Um mich loszuwerden, verwies der gute Beamte auf die herausgegebene Pressemitteilung. Die war ja aber eben nicht so ganz eindeutig.

Wie wir das im Grenzland mittlerweile kennen, so gibt es mit neuen Verordnungen in der Regel genauso viele offene Fragen, die man im vom deutsch-dänischen Grenzland weit entfernten Kopenhagen nicht bedacht hat.

Der leer gefegte Parkplatz vor den Grenzläden in Süderlügum (Archivfoto) Foto: Monika Thomsen

Ich gefühlte kleinkriminelle Grenzgängerin, die sich nichts zuschulden hatte kommen lassen, meldete mich nach meiner erfolgreichen Rückkehr wieder gehorsam bei meinem Vorgesetzten zurück.
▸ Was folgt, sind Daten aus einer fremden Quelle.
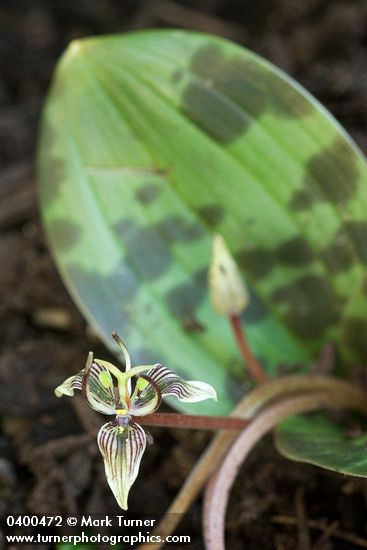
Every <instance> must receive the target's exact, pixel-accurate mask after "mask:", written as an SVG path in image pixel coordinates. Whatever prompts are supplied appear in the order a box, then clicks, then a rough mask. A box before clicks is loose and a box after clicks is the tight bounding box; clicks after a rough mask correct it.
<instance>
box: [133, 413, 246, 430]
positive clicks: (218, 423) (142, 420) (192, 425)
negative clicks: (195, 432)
mask: <svg viewBox="0 0 367 550" xmlns="http://www.w3.org/2000/svg"><path fill="white" fill-rule="evenodd" d="M132 419H133V421H134V422H138V424H141V425H142V426H159V427H165V428H186V429H191V430H236V431H240V430H243V429H244V428H246V426H248V424H249V420H245V419H243V418H231V417H228V416H201V415H196V414H179V413H153V414H148V415H146V416H133V417H132Z"/></svg>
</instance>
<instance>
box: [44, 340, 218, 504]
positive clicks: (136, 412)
mask: <svg viewBox="0 0 367 550" xmlns="http://www.w3.org/2000/svg"><path fill="white" fill-rule="evenodd" d="M113 337H114V339H115V340H116V342H117V343H118V344H119V346H120V347H121V349H122V352H123V354H124V358H125V372H122V371H121V370H120V369H118V368H117V367H115V366H114V365H112V363H109V362H107V361H102V360H100V359H94V357H93V353H91V352H90V353H89V356H88V359H87V362H86V365H85V368H84V369H83V370H81V371H80V372H79V374H76V375H75V376H71V377H70V378H67V379H66V380H65V382H64V383H63V384H61V385H60V386H58V387H57V388H56V389H55V394H56V396H57V397H61V396H62V395H69V396H72V395H74V391H75V390H81V391H82V393H83V395H84V397H85V399H86V400H87V402H88V403H89V405H90V406H91V407H92V409H94V410H96V411H98V412H99V413H103V414H108V415H112V416H114V417H115V418H114V420H112V421H111V422H107V424H104V426H102V428H101V429H100V431H99V433H98V437H97V441H98V446H99V449H100V451H101V453H102V456H103V460H104V465H105V471H106V476H107V481H108V484H109V486H110V488H111V490H112V492H113V494H114V495H115V498H116V500H117V502H118V504H119V506H120V507H121V508H123V509H124V510H127V507H128V506H127V499H128V495H129V490H130V487H131V486H132V484H133V483H134V481H135V479H136V477H137V475H138V472H139V466H140V461H141V458H142V455H143V453H144V450H145V447H146V443H147V437H146V434H145V431H144V430H143V428H142V427H141V426H140V424H139V423H138V421H139V417H140V416H145V415H147V414H151V413H153V412H154V411H155V410H157V408H158V407H159V405H160V403H161V400H162V398H163V397H167V396H175V397H177V398H178V399H179V400H180V401H185V402H191V403H195V402H197V401H203V400H204V399H209V398H212V399H216V393H215V390H214V388H212V386H210V385H209V384H206V383H205V382H191V381H190V382H186V381H185V380H183V379H182V378H180V377H179V376H177V375H176V374H174V373H173V372H172V371H170V370H169V369H166V368H165V367H164V366H163V365H160V364H156V365H149V366H147V365H144V366H138V367H133V368H131V362H130V355H129V352H128V351H127V349H126V347H125V345H124V343H123V342H122V340H121V338H120V337H119V336H118V335H117V334H116V333H114V334H113ZM133 377H135V385H134V387H133V389H132V378H133Z"/></svg>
Das „Schlupfloch"  wurde zügig gestopft, und am Montag, 15. März, zog Deutschland mit der Grenzschließung nach.

Auf und wieder zu

Und während der zwölf Monate, in denen sich „Corona“ auch ganz selbstverständlich in den Wortschatz von Kleinkindern eingeschlichen hat, ging es an der Grenze erst auf und dann wieder zu.

Bleibt zu hoffen, dass sich auch bald gegen das Verriegeln der Grenze ein Impfstoff findet.